Pareva che fosse nato vestito a quel modo, ed era certo che morrebbe così. Se il Dottorino avesse cambiata abbigliatura, sarebbe stata come una rivoluzione a Fontanetto.
Era rimasto vedovo, ma con un bambino.
«La vedovanza sarebbe un valore» diceva. «Ma, con un bambino sulle braccia, diventa una passività. Un uomo solo vale una buona dote; un uomo e mezzo non vale più nulla».
Alla prima aveva affidato il fanciullo alla nutrice che lo aveva allattato; e per alcuni anni poté lasciarglielo. Ma finalmente, quando il bambino ebbe sei anni dovette riprenderlo. E figurarsi le noie che gli cagionò! Era un piccolo selvaggio, rustico, intrattabile. Appena rientrato nella casa materna, pianse un giorno intero chiamando ad alte grida la balia: «Voglio la mamma... aaa!».

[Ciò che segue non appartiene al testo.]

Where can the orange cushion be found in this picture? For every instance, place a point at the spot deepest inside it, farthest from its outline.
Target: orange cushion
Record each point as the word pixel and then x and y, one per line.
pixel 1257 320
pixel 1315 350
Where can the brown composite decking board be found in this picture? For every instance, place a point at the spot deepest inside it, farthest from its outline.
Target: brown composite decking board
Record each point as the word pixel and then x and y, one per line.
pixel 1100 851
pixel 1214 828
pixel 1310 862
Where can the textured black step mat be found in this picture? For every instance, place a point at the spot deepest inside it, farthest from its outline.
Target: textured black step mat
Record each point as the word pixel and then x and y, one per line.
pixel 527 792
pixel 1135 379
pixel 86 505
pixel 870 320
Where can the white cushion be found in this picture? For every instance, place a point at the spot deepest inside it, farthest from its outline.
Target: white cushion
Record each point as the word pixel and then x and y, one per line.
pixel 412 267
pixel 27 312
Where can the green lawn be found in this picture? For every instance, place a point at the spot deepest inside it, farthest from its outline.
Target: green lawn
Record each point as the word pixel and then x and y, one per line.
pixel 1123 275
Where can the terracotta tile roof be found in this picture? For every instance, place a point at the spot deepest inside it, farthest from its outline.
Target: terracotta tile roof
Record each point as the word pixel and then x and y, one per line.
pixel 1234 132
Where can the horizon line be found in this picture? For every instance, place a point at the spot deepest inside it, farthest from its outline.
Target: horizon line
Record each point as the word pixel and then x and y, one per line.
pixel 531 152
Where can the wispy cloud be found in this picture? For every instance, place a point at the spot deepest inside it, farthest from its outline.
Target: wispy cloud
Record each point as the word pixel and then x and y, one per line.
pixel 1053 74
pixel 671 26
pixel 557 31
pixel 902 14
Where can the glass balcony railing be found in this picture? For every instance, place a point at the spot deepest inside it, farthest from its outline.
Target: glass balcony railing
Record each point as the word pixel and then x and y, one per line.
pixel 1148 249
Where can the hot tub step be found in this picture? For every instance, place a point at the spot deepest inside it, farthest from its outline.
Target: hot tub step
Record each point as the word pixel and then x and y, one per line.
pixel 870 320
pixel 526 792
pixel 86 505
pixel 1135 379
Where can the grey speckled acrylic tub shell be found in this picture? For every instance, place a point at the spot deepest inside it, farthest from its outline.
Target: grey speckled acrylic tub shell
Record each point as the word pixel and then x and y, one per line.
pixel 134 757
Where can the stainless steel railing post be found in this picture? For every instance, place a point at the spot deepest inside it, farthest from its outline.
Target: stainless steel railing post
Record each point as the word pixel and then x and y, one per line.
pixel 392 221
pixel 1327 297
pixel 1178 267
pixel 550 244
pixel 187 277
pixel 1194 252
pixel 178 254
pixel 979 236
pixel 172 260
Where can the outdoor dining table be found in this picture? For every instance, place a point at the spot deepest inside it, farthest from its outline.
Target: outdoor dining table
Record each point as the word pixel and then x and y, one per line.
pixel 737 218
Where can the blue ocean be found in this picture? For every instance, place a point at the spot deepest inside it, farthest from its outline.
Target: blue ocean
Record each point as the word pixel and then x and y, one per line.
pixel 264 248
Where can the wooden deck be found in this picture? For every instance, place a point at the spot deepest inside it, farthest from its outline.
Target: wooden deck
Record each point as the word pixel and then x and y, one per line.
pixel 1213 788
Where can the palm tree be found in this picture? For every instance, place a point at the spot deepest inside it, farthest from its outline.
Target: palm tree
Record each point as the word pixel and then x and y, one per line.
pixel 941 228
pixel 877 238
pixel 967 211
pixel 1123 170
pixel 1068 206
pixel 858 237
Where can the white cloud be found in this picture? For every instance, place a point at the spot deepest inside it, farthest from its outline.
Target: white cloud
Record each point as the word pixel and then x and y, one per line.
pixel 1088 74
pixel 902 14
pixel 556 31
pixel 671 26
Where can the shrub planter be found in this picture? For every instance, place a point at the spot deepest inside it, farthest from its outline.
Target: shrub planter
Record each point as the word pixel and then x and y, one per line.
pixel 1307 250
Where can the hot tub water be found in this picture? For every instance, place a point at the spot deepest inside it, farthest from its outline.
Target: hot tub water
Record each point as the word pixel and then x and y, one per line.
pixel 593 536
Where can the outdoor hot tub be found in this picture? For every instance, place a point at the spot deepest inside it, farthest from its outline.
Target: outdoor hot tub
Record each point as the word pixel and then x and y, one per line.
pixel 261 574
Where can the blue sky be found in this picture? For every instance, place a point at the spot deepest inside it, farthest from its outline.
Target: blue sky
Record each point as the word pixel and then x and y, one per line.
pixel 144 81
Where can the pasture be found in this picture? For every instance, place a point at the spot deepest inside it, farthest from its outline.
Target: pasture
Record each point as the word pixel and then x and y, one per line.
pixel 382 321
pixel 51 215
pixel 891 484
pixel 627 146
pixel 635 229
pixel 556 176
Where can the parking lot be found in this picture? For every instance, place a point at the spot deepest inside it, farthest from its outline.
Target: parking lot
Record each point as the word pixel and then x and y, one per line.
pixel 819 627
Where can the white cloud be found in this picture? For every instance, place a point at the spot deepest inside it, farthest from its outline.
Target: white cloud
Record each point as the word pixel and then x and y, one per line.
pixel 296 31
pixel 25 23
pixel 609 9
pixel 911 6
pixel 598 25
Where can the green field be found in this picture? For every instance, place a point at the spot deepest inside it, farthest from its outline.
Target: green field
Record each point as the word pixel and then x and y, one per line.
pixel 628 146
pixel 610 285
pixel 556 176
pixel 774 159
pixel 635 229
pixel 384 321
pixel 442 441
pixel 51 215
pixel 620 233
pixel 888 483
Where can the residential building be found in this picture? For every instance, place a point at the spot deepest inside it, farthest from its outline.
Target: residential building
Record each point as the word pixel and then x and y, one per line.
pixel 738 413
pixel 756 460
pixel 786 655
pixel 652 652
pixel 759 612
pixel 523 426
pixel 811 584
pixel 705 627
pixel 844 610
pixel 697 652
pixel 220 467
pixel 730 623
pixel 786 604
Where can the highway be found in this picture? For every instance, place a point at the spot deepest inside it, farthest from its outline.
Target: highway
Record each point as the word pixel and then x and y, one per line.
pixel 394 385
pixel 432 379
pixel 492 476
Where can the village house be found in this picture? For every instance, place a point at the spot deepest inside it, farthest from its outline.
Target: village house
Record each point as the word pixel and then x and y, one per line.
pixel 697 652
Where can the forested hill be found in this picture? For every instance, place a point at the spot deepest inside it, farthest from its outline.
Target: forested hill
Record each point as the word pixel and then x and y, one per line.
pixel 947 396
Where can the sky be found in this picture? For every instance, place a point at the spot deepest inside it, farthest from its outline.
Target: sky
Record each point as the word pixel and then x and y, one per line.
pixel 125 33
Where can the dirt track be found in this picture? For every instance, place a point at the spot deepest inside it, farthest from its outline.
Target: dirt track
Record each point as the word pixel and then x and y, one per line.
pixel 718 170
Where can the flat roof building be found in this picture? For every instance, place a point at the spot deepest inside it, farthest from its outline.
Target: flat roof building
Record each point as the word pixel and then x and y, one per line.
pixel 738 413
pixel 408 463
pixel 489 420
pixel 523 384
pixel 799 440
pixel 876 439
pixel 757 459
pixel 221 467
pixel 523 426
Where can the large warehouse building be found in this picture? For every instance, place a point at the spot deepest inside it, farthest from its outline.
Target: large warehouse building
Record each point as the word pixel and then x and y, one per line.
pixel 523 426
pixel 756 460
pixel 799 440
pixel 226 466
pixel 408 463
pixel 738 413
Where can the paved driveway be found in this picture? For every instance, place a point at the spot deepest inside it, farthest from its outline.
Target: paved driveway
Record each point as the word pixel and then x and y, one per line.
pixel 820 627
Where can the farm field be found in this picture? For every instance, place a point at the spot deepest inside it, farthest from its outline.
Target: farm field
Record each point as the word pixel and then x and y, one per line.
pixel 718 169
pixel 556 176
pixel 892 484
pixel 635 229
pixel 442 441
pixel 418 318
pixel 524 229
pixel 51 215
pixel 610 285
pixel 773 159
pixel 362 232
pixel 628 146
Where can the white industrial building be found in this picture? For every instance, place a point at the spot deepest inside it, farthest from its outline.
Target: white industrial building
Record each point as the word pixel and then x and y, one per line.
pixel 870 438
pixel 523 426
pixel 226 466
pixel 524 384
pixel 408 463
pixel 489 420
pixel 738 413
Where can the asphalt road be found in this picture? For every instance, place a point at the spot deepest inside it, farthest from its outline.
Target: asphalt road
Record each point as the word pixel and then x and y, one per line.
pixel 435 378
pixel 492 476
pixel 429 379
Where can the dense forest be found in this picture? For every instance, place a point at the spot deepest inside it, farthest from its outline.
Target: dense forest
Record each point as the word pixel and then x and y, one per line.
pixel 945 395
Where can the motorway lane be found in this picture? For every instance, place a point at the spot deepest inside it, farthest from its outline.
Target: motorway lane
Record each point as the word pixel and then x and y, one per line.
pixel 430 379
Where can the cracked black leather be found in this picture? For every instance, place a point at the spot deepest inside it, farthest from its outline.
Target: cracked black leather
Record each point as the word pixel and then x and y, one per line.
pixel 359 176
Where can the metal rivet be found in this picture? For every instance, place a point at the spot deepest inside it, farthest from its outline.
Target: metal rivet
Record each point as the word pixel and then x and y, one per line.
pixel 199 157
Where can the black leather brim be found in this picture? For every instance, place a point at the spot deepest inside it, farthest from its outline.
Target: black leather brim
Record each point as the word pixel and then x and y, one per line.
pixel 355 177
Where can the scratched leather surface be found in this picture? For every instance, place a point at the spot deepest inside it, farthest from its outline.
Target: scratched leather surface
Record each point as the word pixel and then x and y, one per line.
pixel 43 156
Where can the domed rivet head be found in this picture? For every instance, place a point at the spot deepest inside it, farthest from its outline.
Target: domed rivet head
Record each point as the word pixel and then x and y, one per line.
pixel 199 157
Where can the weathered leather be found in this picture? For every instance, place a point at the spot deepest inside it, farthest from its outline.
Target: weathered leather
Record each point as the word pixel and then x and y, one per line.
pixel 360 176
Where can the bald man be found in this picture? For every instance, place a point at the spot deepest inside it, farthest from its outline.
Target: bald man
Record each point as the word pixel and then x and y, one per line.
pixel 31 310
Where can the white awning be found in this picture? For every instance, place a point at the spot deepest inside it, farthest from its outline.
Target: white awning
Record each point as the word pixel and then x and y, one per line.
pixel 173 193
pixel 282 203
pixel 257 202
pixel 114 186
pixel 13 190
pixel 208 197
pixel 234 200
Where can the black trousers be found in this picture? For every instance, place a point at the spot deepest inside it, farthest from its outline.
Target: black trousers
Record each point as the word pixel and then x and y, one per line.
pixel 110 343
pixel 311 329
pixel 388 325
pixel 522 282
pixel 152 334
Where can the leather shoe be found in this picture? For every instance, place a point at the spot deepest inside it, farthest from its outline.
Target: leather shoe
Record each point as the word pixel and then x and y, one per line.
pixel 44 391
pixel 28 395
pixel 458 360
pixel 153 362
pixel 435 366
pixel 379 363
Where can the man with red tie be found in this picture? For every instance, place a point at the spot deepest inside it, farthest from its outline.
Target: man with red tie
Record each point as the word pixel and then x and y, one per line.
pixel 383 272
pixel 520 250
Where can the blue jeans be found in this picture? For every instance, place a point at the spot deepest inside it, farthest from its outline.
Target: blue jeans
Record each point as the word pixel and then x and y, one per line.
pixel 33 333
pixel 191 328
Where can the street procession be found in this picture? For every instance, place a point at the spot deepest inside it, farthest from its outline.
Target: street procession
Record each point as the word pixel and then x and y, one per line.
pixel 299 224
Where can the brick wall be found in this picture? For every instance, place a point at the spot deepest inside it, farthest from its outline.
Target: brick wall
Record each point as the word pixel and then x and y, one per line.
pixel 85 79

Il Dottorino, poveretto, non era una donnicciuola da star a vezzeggiare un bimbo. Gli uomini hanno altro da fare. Lo rinchiuse in casa, e se ne andò pe' fatti suoi.
Quando tornò verso sera trovò tutto il vicinato nella contrada col naso all'aria verso le sue finestre. Gli strilli del bimbo continuavano da parecchie ore, e la scala era invasa dalle comari che s'impietosivano, e discutevano sul da farsi.
Il Dottorino aveva scherzato e bevuto coi casigliani de' malati; tornava d'un umore allegro che era un piacere. Figurarsi come rimase all'udire quell'urlio, ed a vedere quella gente indiscreta che metteva il becco ne' fatti suoi! Ma non era uomo da fare scenate. Accennò il portone di strada alle comari, e disse: «A casa mia sono io il padrone, sapete?